Thread: Avoiding Tablespace path collision for primary and standby
Currently, if primary and standby are setup on same machine (which is always the case for development), CREATE TABLESPACE xyz LOCATION '/abc', primary and mirror both write to "/abc/TABLESPACE_VERSION_DIRECTORY" directory. Collision is certainly not an issue in any production deployment but seems still solving the same for development is extremely helpful.
Proposing to create directory with timestamp at time of creating tablespace and create symbolic link to it instead. So, would be something like "/abc/PG_<timestamp>/TABLESPACE_VERSION_DIRECTORY". This helps avoid collision of primary and standby as timestamps would differ between primary creating the tablespace and mirror replaying the record for the same.

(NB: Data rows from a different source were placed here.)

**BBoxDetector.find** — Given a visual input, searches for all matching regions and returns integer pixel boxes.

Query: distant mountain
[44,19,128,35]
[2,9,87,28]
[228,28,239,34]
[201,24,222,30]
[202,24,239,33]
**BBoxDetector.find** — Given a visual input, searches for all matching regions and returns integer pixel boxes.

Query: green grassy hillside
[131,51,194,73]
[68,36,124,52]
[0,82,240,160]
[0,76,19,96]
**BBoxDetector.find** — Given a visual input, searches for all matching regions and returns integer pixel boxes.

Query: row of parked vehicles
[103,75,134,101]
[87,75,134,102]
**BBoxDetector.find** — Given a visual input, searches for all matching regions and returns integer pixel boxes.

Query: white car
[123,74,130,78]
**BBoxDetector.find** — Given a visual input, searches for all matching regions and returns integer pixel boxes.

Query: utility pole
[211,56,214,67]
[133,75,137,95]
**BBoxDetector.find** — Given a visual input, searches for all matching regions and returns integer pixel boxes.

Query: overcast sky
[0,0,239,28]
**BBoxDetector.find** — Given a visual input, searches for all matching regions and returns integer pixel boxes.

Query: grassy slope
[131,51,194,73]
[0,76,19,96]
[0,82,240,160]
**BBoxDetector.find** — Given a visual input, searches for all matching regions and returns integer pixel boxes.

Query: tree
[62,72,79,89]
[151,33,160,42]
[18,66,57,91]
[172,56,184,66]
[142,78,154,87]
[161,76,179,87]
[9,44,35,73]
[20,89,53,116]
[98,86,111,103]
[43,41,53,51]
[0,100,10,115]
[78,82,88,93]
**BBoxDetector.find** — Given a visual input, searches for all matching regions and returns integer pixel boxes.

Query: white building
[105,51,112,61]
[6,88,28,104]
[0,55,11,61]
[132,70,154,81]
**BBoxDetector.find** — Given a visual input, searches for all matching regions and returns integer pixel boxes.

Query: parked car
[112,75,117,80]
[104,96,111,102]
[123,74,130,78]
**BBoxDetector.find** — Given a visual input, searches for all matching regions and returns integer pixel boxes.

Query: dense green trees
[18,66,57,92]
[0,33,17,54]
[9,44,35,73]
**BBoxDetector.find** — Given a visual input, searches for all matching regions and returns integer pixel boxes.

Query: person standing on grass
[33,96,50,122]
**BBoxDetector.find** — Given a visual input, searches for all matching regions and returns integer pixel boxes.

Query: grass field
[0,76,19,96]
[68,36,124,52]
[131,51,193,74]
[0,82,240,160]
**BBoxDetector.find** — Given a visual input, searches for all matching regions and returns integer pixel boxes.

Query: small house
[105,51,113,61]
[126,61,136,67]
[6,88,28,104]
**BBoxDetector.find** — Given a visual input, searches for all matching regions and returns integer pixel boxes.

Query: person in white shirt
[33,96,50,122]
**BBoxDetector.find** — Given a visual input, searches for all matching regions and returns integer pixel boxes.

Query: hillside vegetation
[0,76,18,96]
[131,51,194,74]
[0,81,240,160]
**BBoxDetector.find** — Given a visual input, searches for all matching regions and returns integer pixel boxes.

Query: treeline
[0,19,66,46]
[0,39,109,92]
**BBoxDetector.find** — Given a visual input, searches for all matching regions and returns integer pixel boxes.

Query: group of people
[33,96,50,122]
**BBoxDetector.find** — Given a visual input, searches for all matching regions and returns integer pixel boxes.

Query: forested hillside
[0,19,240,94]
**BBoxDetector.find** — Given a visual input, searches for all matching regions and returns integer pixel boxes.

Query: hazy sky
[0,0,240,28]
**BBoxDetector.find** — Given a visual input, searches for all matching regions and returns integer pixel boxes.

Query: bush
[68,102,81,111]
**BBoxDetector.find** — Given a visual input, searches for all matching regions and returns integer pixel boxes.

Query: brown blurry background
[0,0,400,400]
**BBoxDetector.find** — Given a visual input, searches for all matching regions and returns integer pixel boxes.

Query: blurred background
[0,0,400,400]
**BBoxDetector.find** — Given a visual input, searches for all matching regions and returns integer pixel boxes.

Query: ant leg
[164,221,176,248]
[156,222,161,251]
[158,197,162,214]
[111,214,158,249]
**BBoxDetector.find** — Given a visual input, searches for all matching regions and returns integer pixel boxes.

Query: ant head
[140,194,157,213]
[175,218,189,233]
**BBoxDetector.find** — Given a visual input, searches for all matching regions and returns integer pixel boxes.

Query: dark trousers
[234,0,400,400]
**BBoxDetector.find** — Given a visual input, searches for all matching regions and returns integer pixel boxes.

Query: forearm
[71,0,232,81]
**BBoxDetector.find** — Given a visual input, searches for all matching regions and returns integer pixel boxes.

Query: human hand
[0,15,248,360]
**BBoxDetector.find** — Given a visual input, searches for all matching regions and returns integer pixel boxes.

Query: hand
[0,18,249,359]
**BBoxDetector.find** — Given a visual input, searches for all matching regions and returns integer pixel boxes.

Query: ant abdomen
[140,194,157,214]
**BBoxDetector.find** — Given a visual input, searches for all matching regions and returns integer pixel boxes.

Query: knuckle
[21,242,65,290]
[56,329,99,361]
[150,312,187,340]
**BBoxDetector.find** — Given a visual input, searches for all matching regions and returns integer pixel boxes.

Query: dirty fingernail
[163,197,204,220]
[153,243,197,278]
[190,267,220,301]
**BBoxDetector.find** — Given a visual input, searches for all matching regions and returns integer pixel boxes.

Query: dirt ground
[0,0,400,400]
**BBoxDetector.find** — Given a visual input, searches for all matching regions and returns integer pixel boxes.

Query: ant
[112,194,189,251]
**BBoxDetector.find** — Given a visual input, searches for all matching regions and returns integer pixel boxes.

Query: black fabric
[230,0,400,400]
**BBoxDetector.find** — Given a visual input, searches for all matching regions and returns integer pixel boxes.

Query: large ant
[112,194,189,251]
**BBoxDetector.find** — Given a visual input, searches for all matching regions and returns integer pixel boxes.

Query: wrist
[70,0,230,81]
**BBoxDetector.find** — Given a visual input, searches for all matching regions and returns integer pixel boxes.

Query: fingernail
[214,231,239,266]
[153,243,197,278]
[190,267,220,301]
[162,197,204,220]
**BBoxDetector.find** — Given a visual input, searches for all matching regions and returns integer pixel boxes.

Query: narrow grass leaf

Ideally other advantage of this scheme is creating that additional TABLESPACE_VERSION_DIRECTORY inside can also be eliminated as even during pg_upgrade the paths will not collide. So, it helps to avoid constructing this additional string part at multiple places in code for tablespace access.

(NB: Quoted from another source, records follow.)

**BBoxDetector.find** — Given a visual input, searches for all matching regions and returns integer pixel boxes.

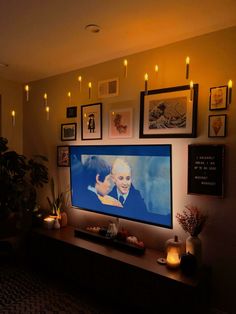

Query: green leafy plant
[47,178,68,216]
[0,137,48,219]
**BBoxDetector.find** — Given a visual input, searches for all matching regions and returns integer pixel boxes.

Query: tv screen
[70,145,172,228]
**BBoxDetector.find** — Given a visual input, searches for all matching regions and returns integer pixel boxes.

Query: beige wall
[24,28,236,312]
[0,78,23,153]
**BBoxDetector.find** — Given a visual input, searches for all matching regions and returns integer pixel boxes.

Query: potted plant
[0,137,48,236]
[47,178,69,227]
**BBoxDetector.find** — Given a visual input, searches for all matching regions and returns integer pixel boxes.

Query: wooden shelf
[33,226,205,287]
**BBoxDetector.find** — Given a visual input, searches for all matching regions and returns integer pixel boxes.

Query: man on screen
[109,158,147,214]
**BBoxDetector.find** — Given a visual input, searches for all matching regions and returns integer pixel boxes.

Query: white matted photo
[109,108,133,138]
[98,78,119,98]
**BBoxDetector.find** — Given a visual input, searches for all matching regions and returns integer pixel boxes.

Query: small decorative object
[176,205,208,266]
[208,114,227,137]
[98,78,119,98]
[185,57,190,80]
[66,106,77,118]
[81,103,102,140]
[180,252,197,276]
[61,123,77,141]
[139,84,198,138]
[43,217,54,229]
[57,146,70,167]
[228,80,233,104]
[109,108,133,138]
[209,85,228,110]
[166,236,183,268]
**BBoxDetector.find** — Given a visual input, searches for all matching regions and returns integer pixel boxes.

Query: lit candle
[190,81,193,101]
[11,110,16,126]
[45,106,50,120]
[43,93,48,106]
[124,59,128,77]
[186,57,190,80]
[25,85,29,101]
[155,64,159,74]
[144,73,148,95]
[43,217,54,229]
[67,92,71,105]
[228,80,233,104]
[78,75,82,92]
[88,82,92,99]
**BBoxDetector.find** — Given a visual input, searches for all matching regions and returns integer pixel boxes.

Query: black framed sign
[188,144,225,197]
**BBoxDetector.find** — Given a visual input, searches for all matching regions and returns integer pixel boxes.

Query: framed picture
[98,78,119,98]
[109,108,133,138]
[188,144,225,197]
[208,114,227,137]
[57,146,70,167]
[139,84,198,138]
[209,85,228,110]
[66,106,77,118]
[81,103,102,140]
[61,123,77,141]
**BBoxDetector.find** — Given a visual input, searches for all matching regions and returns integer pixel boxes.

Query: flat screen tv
[70,145,172,228]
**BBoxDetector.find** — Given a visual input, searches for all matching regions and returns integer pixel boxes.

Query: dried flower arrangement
[176,205,208,237]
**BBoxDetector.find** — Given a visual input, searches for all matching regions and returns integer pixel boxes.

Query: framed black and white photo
[209,85,228,110]
[208,114,227,137]
[61,123,77,141]
[81,103,102,140]
[139,84,198,138]
[57,146,70,167]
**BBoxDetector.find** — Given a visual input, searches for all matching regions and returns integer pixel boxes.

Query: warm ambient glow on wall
[11,110,16,126]
[228,80,233,104]
[25,85,29,101]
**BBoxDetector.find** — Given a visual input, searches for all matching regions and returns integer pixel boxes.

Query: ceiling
[0,0,236,83]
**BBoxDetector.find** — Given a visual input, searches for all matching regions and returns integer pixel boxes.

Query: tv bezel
[69,144,173,229]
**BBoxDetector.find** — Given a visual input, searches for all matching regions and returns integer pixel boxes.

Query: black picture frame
[66,106,77,118]
[187,144,225,198]
[139,84,198,138]
[81,102,102,141]
[209,85,228,110]
[208,114,227,137]
[57,145,70,167]
[61,123,77,141]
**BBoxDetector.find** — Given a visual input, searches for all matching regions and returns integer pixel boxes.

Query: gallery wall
[18,28,236,312]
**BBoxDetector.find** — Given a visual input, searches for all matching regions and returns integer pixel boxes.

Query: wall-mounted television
[70,144,172,228]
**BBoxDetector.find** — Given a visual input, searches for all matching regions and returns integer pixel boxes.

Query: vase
[186,236,202,267]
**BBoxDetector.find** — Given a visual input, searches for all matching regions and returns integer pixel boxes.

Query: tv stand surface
[30,226,205,288]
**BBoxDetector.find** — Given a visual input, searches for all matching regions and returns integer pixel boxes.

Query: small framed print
[57,146,70,167]
[61,123,77,141]
[81,103,102,140]
[208,114,227,137]
[109,108,133,138]
[66,106,77,118]
[209,85,228,110]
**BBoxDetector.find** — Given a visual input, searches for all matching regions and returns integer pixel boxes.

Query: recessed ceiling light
[85,24,101,33]
[0,62,8,68]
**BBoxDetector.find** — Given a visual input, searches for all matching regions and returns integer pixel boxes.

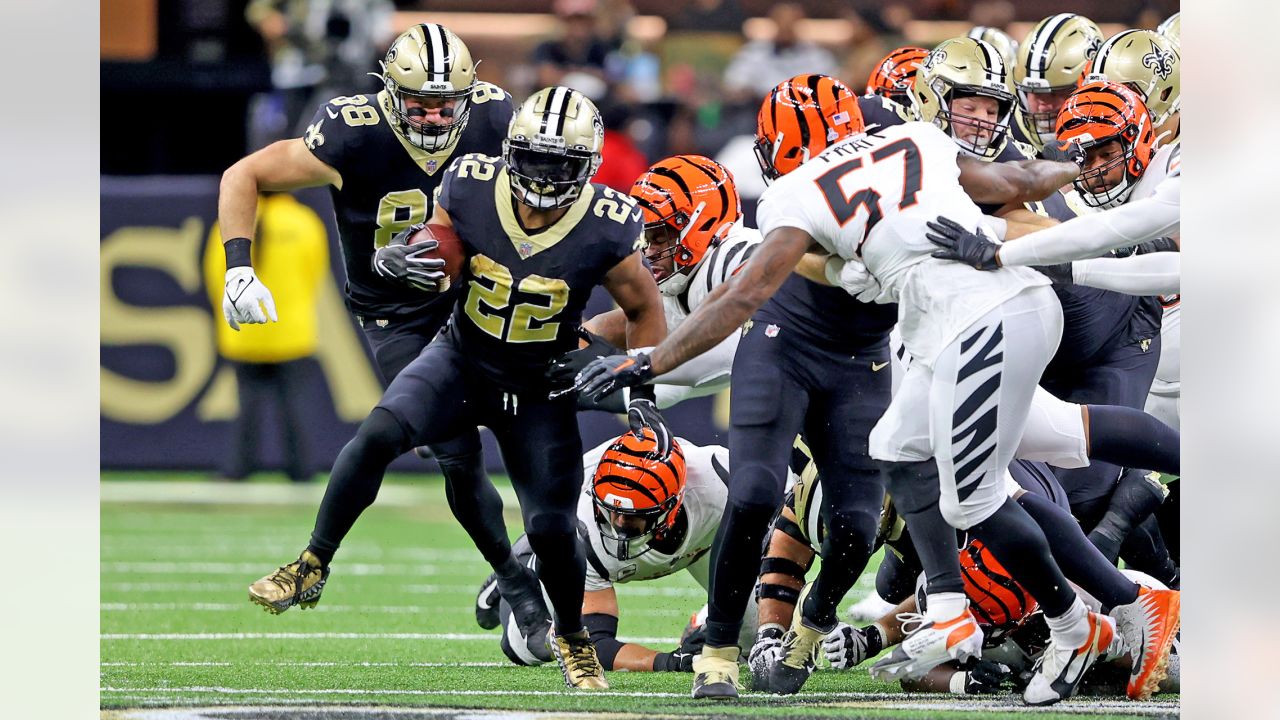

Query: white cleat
[870,610,982,682]
[1023,612,1124,705]
[845,592,896,625]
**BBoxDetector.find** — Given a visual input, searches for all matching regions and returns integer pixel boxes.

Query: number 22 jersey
[436,155,644,398]
[756,122,1050,366]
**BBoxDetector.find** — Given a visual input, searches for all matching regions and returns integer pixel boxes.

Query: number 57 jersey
[756,122,1050,366]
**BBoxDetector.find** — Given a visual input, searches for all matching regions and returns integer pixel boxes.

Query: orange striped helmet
[755,74,863,181]
[960,538,1036,628]
[591,428,685,560]
[867,45,929,106]
[631,155,742,284]
[1057,81,1156,208]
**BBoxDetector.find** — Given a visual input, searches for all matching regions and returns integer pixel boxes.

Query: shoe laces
[896,612,928,635]
[568,639,600,675]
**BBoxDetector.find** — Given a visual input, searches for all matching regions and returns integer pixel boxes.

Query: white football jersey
[655,222,762,409]
[577,435,736,591]
[756,122,1050,366]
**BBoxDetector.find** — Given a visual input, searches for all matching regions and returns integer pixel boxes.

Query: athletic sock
[1044,597,1089,650]
[1087,405,1181,475]
[1018,484,1138,609]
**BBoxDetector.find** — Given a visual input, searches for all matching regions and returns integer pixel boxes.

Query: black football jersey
[438,155,644,392]
[302,82,515,319]
[1029,192,1160,378]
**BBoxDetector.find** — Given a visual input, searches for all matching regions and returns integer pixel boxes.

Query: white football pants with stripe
[870,286,1062,529]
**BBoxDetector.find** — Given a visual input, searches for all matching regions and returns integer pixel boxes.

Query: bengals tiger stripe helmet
[1080,29,1181,127]
[867,45,929,106]
[1014,13,1102,143]
[591,428,685,560]
[631,155,742,295]
[960,538,1036,628]
[755,74,863,182]
[1057,82,1156,208]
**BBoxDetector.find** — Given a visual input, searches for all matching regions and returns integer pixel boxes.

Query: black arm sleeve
[582,612,626,670]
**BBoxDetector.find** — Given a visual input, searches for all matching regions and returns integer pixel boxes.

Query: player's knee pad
[348,407,410,464]
[728,462,786,514]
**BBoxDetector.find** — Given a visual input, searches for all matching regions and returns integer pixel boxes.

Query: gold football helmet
[1084,29,1181,127]
[911,37,1018,160]
[379,23,476,152]
[502,86,604,210]
[1014,13,1102,143]
[1156,13,1183,45]
[966,26,1018,68]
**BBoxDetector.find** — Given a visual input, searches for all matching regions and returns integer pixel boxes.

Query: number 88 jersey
[756,122,1048,365]
[302,82,513,319]
[436,155,644,397]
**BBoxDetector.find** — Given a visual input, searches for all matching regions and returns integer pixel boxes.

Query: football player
[750,460,1180,700]
[931,82,1180,571]
[230,24,541,638]
[553,155,760,413]
[1012,13,1102,150]
[247,87,671,689]
[476,432,755,673]
[579,76,1088,697]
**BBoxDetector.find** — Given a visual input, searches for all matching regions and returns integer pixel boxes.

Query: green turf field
[100,474,1178,720]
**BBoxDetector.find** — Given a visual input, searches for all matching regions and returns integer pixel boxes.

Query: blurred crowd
[235,0,1167,207]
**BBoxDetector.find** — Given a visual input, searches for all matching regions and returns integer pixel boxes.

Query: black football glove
[924,215,1000,270]
[1032,263,1075,284]
[1039,140,1084,168]
[964,660,1012,694]
[372,223,449,292]
[547,329,622,387]
[571,352,653,400]
[653,625,707,673]
[627,397,672,460]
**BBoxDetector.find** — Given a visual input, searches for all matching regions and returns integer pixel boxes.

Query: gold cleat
[550,628,609,691]
[692,646,742,700]
[248,550,329,615]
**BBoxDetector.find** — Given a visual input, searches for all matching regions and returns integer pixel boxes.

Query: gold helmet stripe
[973,37,1009,85]
[1027,13,1079,79]
[1091,29,1146,78]
[422,23,449,82]
[539,86,570,136]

Since this is on-disk change yes may have impact to existing tools.
Attaching the patch to showcase the proposed. Tested by creating tablespace with primary and standby on same machine, also tablespace test passes.
Attachment
Ashwin Agrawal <aagrawal@pivotal.io> writes: > Proposing to create directory with timestamp at time of creating tablespace > and create symbolic link to it instead. I'm skeptical that this solves your problem. What happens when the CREATE TABLESPACE command is replicated to the standby with sub-second delay? Clock skew is another reason to doubt that timestamp == unique identifier, which is essentially what you're assuming here. Even if we fixed that, the general idea of including a quasi-random component in the directory name seems like it would have a lot of unpleasant side effects in terms of reproduceability, testability, etc. regards, tom lane
On Fri, May 25, 2018 at 7:33 AM, Tom Lane <tgl@sss.pgh.pa.us> wrote:
Hmm.. aren't to some degree we currently as well create directories/files with quasi-random numbers like tablespace-oids, database-oids and relfilenodes, etc..
Ashwin Agrawal <aagrawal@pivotal.io> writes:
> Proposing to create directory with timestamp at time of creating tablespace
> and create symbolic link to it instead.
I'm skeptical that this solves your problem. What happens when the CREATE
TABLESPACE command is replicated to the standby with sub-second delay?
I thought timestamps have micro-second precision. Are we expecting tabelspace to be created, wal logged, streamed, and replayed on mirror in micro-second ?
Clock skew is another reason to doubt that timestamp == unique identifier,
which is essentially what you're assuming here.
On same machine is what we care about generating uniqueness. Different machines the problem doesn't exist anyways, so doesn't matter clock is skewed or not.
Even if we fixed that, the general idea of including a quasi-random
component in the directory name seems like it would have a lot of
unpleasant side effects in terms of reproduceability, testability, etc.
To generate uniqueness for the path between primary and standby need to use something which is not represented within database. So will be random to some degree. Like one can use PORT number of postmaster. As only need to generate unique path while creating link during CREATE TABLESPACE.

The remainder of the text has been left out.